Bienen im Sachunterricht der Klasse 1


Ein sehr aktuelles Thema stand in den letzten Wochen im Fokus des Sachunterrichts in Klasse 1. Bienen, die in unserer Natur wertvolle Arbeit verrichten, aufgrund ihres Giftstachels mit Respekt behandelt werden, übten auf die Erstklässler besondere Anziehungskraft aus. Angefangen vom Körperbau lernten die Kinder Bienen und ihre ähnlich aussehenden Verwandten zu unterscheiden. Sehr ausführlich beschäftigten wir uns mit der Lebensweise der Honigbiene, die sich grundlegend von der Wildbiene unterscheidet. Beeindruckend, wie organisiert das Leben eines Bienenvolkes ist!
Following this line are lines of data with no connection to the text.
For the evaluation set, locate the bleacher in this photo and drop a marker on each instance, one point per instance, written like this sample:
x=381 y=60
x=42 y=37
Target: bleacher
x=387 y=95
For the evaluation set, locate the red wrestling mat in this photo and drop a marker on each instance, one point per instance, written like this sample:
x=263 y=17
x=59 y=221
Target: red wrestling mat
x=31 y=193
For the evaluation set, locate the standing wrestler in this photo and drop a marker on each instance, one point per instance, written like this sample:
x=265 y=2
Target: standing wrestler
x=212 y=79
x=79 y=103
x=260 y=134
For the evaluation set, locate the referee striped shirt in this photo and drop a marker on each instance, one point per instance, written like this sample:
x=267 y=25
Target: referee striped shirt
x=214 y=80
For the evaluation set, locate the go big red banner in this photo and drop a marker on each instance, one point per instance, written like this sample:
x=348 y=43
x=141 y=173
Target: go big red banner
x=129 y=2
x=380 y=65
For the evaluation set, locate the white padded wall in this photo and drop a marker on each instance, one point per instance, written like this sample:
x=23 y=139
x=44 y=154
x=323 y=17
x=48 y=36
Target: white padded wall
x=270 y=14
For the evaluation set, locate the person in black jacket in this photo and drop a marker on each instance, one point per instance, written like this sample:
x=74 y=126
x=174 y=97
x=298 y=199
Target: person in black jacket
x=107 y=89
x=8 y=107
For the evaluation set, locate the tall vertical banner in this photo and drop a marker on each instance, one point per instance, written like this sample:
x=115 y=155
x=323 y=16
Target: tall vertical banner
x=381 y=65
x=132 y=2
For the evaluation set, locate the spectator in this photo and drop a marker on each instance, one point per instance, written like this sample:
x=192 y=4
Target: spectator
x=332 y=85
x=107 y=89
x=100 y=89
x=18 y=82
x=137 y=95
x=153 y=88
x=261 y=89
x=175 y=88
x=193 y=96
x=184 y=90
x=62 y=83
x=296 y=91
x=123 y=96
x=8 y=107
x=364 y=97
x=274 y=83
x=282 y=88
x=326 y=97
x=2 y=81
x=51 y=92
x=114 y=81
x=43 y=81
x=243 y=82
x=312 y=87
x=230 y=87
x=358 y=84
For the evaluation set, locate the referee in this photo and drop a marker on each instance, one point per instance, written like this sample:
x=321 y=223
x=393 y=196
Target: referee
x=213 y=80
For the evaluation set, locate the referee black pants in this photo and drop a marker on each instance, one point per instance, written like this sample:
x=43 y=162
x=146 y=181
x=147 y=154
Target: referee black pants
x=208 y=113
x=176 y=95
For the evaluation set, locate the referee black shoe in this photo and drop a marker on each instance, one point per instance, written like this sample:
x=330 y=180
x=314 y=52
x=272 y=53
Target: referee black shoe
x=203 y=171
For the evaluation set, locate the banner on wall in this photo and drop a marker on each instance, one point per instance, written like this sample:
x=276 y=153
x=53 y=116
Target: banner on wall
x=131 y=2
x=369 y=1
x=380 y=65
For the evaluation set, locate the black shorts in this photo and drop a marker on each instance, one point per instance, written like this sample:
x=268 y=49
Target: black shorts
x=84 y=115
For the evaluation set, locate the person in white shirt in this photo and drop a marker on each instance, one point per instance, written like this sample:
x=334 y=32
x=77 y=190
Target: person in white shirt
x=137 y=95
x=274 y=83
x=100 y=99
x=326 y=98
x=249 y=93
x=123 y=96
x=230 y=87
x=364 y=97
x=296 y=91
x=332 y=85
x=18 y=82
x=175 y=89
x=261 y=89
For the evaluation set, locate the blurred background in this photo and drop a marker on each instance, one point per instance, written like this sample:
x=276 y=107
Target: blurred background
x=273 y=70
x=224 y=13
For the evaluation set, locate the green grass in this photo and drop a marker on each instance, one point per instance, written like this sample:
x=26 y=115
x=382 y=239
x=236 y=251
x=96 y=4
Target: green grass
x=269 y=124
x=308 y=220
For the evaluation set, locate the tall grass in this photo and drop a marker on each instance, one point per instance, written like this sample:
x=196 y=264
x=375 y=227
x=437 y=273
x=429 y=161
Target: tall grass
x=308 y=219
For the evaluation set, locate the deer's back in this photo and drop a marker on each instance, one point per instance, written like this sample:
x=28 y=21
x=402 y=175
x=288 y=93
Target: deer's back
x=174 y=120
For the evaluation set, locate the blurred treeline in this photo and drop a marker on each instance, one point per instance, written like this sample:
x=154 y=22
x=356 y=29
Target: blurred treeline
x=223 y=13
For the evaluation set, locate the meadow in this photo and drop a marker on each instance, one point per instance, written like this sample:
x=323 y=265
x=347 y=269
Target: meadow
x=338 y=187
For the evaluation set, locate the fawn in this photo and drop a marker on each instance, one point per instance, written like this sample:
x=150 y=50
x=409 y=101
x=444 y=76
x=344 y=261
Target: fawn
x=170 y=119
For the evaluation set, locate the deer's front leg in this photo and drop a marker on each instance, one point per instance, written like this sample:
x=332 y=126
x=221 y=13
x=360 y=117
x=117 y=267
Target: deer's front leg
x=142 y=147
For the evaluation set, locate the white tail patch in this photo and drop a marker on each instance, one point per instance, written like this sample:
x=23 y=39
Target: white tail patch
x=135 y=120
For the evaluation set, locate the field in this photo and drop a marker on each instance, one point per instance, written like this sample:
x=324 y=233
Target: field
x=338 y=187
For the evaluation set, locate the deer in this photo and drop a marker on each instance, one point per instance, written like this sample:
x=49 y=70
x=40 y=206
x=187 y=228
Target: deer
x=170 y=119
Den krönenden Abschluss stellte der Lerngang ins  Naturschutzzentrum Wilhelmsdorf am Do., den 4.7.2019 dar. Diplombiologin Fr. Ackermann zeigte den Kindern verschiedene Bienen, die im Stock der Honigbiene wohnen. Anhand toter Bienenmodelle konnten sie zudem gut die Größe von Honigbiene, Wildbiene, Hornisse, Hummel und Schwebfliege unterscheiden. In Bechergläsern beobachteten die Kinder verschiedene Wildbienen und schwärmten anschließend mit Lupen ausgestattet aus, um den Pollen bei Rosen- und Mohnblumen zu untersuchen.

Wie Honig- und Wildbienen ihren Nachwuchs mit Nahrung versorgen, stellten die Kinder in einem Spiel nach. Das Sammeln von Pollen in der Gruppe, wie bei der Honigbiene, erlebten die Kinder als leichtere Arbeit. Umso beeindruckter waren alle von der Leistung der Wildbienen-Weibchen, die nicht nur die Nahrung für ihre Brut alleine sammeln, sondern auch für den Bau der Zellen verantwortlich sind. Anhand eines positiven Beispiels einer Wildbienen-Nisthilfe und dem Blick in das Innere einer Brut-Röhre bekamen die Kinder eine Vorstellung davon, wie Wildbienen leben.

Den Weg durch eine Wildblumenwiese hinüber zum Bienenhaus gingen die Kinder mit Spannung. Aus sicherer Entfernung beobachteten sie das Flugloch des Bienenhauses. Beim Rund- und Schwänzeltanz probierten die Kinder im Anschluss die Kommunikationsweise der Honigbienen aus und sie erfuhren als Wächterbienen, wie sensibel der Geruchssinn von Bienen ist.

Für den sehr lehrreichen und spannenden Vormittag bedanken wir uns bei Fr. Ackermann sehr herzlich!